There is however some degree of management involvement in workplace motivation known as extrinsic motivation. This type of motivation uses recognition and reward as factors. Mentioned earlier, employers must build relationships with employees. Individuals enjoy and feel safer when relationships are built. Additionally, feedback is vital to employee success. The concept of job satisfaction and motivation is twofold: employees desire recognition and reward and managers need to understand motivators that provide this purpose. Employees want to be a part of the team, and they want to share in the successes and failures of the organization. Therefore, feedback and recognition are active ingredients to motivational success.
Just as important to recognition is reward. In fact, they go hand in hand. Employees are analogous to children, they want recognition for a job well done. Gift cards, corporate announcements, even a simple thank-you card are tactics that illustrate the ultimate prize: success. The ability to become one with management gives the employee a sense of purpose and need.

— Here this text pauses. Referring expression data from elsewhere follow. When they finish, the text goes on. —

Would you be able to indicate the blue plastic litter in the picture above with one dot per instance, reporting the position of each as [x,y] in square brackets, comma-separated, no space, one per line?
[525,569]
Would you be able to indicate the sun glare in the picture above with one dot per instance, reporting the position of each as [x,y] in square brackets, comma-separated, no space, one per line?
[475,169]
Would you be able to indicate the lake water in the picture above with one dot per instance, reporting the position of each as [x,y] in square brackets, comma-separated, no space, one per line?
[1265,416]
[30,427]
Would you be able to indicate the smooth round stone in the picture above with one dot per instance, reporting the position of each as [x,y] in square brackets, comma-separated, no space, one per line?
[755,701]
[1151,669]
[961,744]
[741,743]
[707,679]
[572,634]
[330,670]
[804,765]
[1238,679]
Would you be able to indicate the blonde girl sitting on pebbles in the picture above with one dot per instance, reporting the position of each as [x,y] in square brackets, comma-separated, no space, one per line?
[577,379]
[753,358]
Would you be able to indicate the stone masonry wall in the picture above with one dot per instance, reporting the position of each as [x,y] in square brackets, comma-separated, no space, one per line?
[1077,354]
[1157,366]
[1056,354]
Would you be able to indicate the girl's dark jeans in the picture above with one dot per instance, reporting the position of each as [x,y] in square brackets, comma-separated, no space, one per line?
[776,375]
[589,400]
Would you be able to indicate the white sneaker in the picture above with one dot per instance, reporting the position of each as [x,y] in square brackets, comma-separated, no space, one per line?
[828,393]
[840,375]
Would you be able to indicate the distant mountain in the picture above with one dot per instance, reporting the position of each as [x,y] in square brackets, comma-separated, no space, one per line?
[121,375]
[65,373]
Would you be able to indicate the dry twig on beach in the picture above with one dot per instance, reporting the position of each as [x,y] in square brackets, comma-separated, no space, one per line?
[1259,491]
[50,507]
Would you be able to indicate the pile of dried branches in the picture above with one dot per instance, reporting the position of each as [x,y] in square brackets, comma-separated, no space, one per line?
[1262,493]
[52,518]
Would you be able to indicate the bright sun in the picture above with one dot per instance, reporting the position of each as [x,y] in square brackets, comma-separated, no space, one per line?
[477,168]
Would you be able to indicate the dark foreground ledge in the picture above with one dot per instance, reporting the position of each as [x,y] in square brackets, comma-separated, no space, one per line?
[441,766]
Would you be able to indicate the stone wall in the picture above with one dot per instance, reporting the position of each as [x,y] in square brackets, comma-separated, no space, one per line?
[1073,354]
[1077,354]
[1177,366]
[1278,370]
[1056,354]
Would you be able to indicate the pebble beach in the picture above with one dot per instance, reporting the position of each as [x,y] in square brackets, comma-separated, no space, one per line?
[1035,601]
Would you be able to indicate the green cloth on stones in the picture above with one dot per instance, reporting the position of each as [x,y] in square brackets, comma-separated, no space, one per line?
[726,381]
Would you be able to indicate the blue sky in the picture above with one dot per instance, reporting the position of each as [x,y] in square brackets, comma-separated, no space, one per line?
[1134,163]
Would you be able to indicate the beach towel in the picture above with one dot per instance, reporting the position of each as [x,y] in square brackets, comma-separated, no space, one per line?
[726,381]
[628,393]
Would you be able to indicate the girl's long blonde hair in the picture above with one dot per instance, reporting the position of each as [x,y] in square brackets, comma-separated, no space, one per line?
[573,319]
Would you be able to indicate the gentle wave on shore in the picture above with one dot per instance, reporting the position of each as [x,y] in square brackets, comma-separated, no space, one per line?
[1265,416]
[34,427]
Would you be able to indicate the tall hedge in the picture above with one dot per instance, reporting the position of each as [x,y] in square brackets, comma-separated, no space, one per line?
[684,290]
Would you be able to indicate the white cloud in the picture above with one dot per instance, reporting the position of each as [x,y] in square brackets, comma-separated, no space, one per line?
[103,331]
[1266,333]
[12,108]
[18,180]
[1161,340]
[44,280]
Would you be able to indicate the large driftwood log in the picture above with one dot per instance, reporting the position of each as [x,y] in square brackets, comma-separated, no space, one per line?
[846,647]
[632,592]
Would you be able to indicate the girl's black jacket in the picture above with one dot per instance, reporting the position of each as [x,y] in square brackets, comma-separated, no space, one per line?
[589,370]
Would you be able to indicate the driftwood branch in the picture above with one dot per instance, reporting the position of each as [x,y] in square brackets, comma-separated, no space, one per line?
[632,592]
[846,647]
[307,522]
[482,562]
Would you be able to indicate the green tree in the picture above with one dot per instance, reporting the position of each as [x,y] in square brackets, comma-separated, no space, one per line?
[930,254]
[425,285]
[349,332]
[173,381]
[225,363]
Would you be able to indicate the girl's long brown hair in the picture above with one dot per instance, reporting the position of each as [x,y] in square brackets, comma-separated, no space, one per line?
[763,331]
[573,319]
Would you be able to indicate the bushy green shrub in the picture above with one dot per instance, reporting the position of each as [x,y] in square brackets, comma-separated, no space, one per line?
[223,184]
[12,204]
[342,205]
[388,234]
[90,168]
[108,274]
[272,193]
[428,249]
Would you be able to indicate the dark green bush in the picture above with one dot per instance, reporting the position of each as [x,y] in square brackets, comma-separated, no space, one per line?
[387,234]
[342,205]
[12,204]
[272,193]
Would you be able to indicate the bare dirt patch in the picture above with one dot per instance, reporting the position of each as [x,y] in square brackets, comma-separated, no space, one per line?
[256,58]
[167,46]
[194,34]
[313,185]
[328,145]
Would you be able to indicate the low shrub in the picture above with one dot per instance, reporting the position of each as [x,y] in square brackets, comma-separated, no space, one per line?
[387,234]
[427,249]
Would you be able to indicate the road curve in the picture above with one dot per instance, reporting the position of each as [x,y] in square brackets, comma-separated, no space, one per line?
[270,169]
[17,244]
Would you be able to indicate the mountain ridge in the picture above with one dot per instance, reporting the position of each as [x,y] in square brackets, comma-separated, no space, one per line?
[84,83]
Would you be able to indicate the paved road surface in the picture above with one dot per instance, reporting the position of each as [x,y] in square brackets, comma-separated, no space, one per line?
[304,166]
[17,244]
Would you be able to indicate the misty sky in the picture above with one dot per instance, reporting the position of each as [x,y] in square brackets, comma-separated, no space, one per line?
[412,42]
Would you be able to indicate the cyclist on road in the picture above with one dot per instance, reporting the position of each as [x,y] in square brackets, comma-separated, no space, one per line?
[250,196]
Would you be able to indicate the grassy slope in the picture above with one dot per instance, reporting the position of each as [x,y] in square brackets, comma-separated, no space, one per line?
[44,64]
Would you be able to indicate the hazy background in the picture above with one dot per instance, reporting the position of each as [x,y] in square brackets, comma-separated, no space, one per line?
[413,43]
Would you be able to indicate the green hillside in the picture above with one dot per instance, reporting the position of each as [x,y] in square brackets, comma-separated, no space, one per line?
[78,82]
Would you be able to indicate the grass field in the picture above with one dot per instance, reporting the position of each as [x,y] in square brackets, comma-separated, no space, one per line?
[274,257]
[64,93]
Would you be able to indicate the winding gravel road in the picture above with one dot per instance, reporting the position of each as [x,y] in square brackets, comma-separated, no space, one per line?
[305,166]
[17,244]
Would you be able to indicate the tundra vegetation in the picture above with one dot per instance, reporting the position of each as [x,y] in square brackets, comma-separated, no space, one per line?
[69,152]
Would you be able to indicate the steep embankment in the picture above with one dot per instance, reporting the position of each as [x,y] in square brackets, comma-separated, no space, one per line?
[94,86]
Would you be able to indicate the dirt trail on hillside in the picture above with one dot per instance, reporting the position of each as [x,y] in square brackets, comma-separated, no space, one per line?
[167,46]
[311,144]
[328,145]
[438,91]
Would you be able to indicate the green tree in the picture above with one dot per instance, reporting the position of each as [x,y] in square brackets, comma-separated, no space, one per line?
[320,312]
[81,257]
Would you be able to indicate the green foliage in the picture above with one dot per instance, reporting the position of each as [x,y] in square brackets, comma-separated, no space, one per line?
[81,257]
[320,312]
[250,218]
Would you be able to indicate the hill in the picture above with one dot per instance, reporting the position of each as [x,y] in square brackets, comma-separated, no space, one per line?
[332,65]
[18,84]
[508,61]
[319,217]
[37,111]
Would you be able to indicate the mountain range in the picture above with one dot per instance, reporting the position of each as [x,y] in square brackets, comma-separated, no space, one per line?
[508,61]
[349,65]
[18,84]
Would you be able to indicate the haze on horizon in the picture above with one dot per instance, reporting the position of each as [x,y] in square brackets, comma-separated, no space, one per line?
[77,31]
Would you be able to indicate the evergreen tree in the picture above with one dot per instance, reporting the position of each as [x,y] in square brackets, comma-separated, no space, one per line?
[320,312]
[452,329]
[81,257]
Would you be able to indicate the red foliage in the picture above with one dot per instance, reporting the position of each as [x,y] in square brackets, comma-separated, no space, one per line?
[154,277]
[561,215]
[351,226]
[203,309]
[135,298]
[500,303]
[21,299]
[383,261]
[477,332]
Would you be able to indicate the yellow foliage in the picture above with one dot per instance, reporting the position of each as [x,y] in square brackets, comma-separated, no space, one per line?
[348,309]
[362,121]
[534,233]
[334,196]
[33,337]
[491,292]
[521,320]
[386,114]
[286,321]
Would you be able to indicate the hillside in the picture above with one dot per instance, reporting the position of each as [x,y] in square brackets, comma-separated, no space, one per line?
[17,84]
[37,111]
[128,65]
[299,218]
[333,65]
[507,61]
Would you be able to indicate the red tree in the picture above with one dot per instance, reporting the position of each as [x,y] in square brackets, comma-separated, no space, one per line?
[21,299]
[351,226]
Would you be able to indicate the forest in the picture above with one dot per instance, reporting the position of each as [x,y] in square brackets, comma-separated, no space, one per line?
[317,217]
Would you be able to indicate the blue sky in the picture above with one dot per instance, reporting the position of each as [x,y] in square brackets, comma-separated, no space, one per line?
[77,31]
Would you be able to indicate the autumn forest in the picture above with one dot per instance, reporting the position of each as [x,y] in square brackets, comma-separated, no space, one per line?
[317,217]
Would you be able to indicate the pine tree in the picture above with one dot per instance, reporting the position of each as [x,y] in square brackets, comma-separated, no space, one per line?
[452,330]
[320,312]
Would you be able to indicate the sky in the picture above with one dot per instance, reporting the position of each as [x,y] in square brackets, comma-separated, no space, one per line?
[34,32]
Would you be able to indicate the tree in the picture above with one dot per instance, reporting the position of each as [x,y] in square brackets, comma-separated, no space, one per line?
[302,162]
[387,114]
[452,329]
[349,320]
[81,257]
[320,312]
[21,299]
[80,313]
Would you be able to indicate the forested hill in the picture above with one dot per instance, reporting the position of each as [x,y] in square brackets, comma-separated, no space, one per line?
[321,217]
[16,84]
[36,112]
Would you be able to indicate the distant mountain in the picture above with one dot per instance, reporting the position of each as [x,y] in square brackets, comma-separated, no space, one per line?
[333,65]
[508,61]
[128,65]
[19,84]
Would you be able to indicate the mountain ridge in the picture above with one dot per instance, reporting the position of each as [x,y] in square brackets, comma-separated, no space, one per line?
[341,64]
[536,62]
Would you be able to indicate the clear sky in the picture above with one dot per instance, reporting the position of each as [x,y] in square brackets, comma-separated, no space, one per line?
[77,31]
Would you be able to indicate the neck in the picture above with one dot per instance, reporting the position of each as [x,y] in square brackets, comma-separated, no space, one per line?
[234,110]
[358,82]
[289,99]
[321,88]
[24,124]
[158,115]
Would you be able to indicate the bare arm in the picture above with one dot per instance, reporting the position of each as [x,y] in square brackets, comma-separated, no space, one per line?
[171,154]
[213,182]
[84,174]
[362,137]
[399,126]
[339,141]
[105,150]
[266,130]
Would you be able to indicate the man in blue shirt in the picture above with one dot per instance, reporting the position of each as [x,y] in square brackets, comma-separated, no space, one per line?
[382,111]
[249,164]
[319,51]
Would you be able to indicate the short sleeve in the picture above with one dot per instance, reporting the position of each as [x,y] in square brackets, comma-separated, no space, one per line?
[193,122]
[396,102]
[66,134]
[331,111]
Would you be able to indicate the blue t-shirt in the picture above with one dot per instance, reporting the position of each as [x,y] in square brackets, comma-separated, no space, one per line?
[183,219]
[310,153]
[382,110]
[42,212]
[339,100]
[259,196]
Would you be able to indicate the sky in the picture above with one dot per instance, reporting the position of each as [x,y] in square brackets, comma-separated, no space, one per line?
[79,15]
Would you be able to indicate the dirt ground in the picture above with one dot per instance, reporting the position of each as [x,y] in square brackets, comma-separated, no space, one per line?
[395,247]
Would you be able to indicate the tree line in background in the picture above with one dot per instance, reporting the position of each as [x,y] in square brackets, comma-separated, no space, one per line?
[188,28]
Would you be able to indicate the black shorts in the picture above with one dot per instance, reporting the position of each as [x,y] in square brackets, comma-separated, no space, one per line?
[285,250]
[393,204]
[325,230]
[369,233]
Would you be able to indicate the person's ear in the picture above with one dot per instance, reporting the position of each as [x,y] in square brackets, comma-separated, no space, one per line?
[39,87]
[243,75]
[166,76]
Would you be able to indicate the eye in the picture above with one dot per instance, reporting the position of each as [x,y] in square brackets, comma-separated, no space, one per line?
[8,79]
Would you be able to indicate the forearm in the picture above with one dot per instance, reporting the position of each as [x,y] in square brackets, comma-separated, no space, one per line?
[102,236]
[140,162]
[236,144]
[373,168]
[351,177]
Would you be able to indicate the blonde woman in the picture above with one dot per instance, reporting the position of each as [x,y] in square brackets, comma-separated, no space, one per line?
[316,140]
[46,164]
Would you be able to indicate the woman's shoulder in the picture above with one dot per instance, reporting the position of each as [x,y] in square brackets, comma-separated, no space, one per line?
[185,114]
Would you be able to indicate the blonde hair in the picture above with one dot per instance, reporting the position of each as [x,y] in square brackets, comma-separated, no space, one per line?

Today’s employee desires to be happy on the job. In order to be happier in the family and in the job, an employee wants to reach the top, personally and professionally. They want kudos for a job well done and will go through a great number of means to reach it. Recognition and happiness are the catalysts that drive this change. However the stimuli lie within management that build relationships, know their employees, and seek means to acknowledge them. The manager therefore is not only one element of motivational theory, they can practically be the driving force.